Il ragionamento dell’economista parte dal fatto che gli USA hanno sostenuto da subito la globalizzazione come processo di facilitazione del libero movimento delle merci e dei capitali e con la crisi finanziaria del 2008 si rendono conto che quella globalizzazione non sta facendo bene all’economia americana: aumentano per loro le importazioni di beni e diminuiscono significativamente le esportazioni e il debito si va accumulando, iniziando a diventare insostenibile. Nello stesso tempo aumenta a dismisura il credito dei Paesi orientali non allineati (Cina, altri paesi orientali e mediorientali, e anche Russia). Per dare un senso materiale del problema il passivo netto USA arriva a 18 mila Mld di dollari, mentre l’attivo della Cina va sopra i 4 mila Mld e quello della Russia a 500.

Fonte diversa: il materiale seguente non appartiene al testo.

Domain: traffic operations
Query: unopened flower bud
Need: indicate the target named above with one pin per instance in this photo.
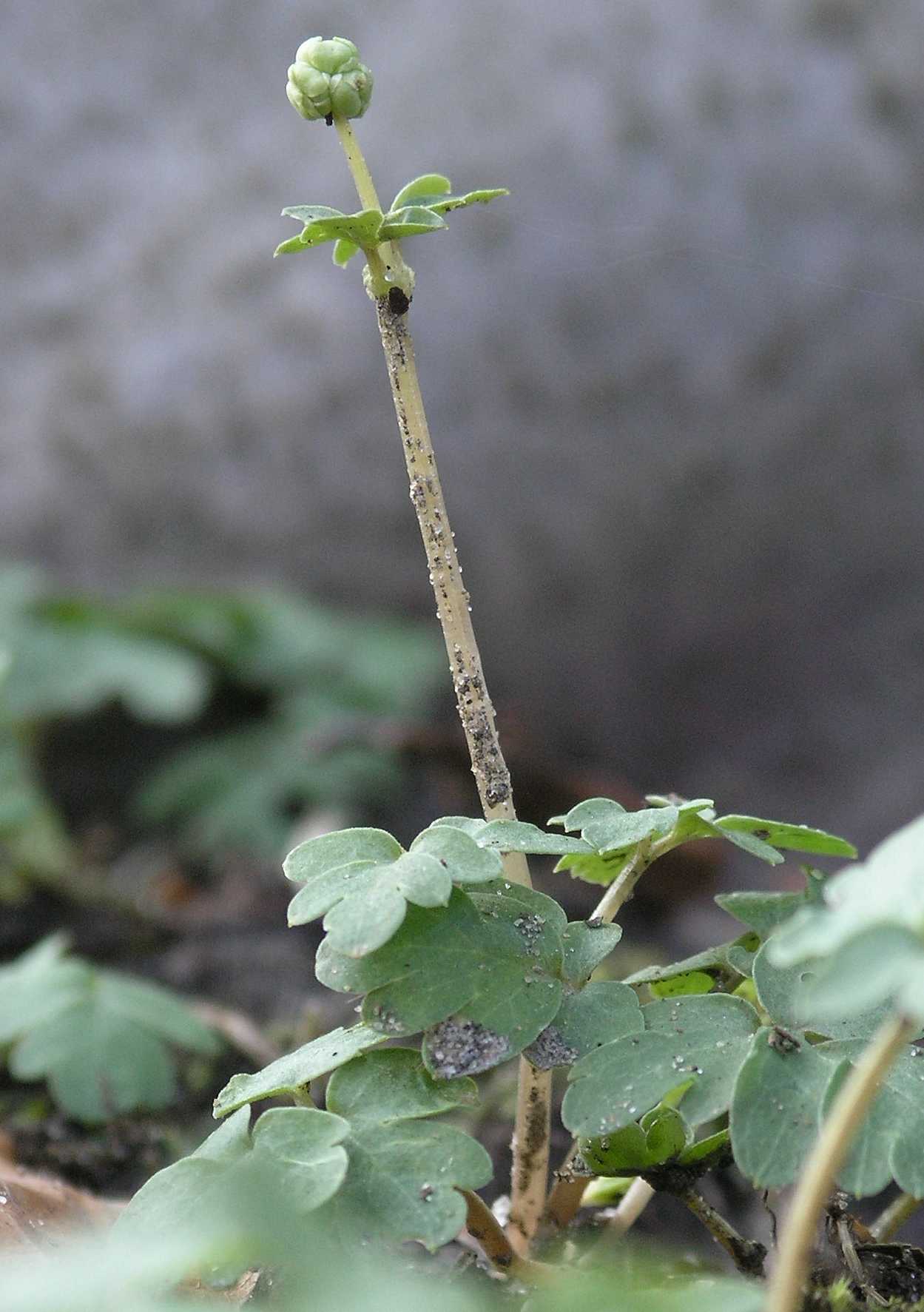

Con la globalizzazione si è formato uno squilibrio economico, finanziario e commerciale e la Cina (e gli altri creditori) tende ad acquistare Capitale occidentale dei Paesi debitori. Si sta verificando quello che Marx chiama centralizzazione del capitale con la nuova tendenza verso mani orientali. Gli USA reagiscono, prima con Obama, poi con Trump, e ora con Biden, con il protezionismo unilaterale e aggressivo, con la nuova impostazione del fare affari solo con i Paesi alleati. (E su questo si pone anche la questione democratica)
Il conflitto economico in corso spinge verso il conflitto militare. E l’economista rispolvera un’antica categoria che può aiutarci nella comprensione dei fenomeni: l’imperialismo, un concetto che da fastidio.
Oggi i Paesi creditori affermano e sostengono che gli USA non sono più nelle condizioni di dettare le regole dei rapporti economici internazionali.
L’Ucraina è il luogo simbolo di una contesa non solo di confine, ma anche e soprattutto dello scontro capitalistico mondiale.
Brancaccio conclude che non è possibile finire la guerra in Ucraina e allentare le tensioni internazionali se non si inizia una trattativa sull’ordine economico mondiale.
L’Unione Europea rispetto agli USA sta in una situazione economica e finanziaria migliore e potrebbe svolgere un ruolo di mediazione e di vera proposizione per la pace. E invece si muove in subalternità agli interessi economici degli USA. L’UE non ha un problema di debito e in teoria non ha ragioni per aderire alla linea protezionista americana.
Il professore chiude con una domanda: per quale ragione queste evidenti basi materiali del conflitto non sono entrate nel discorso dei costruttori di pace? Si possono capire i guerrafondai che hanno interesse ad affossare le questioni economiche per ammantare di belle parole la guerra. Si osserva un decadimento della coscienza collettiva e si rende necessaria un’opera organizzata di disvelamento delle basi materiali del massacro in corso.
Diceva Brecht: “Solo ammaestrati dalla realtà potremo cambiare la realtà.”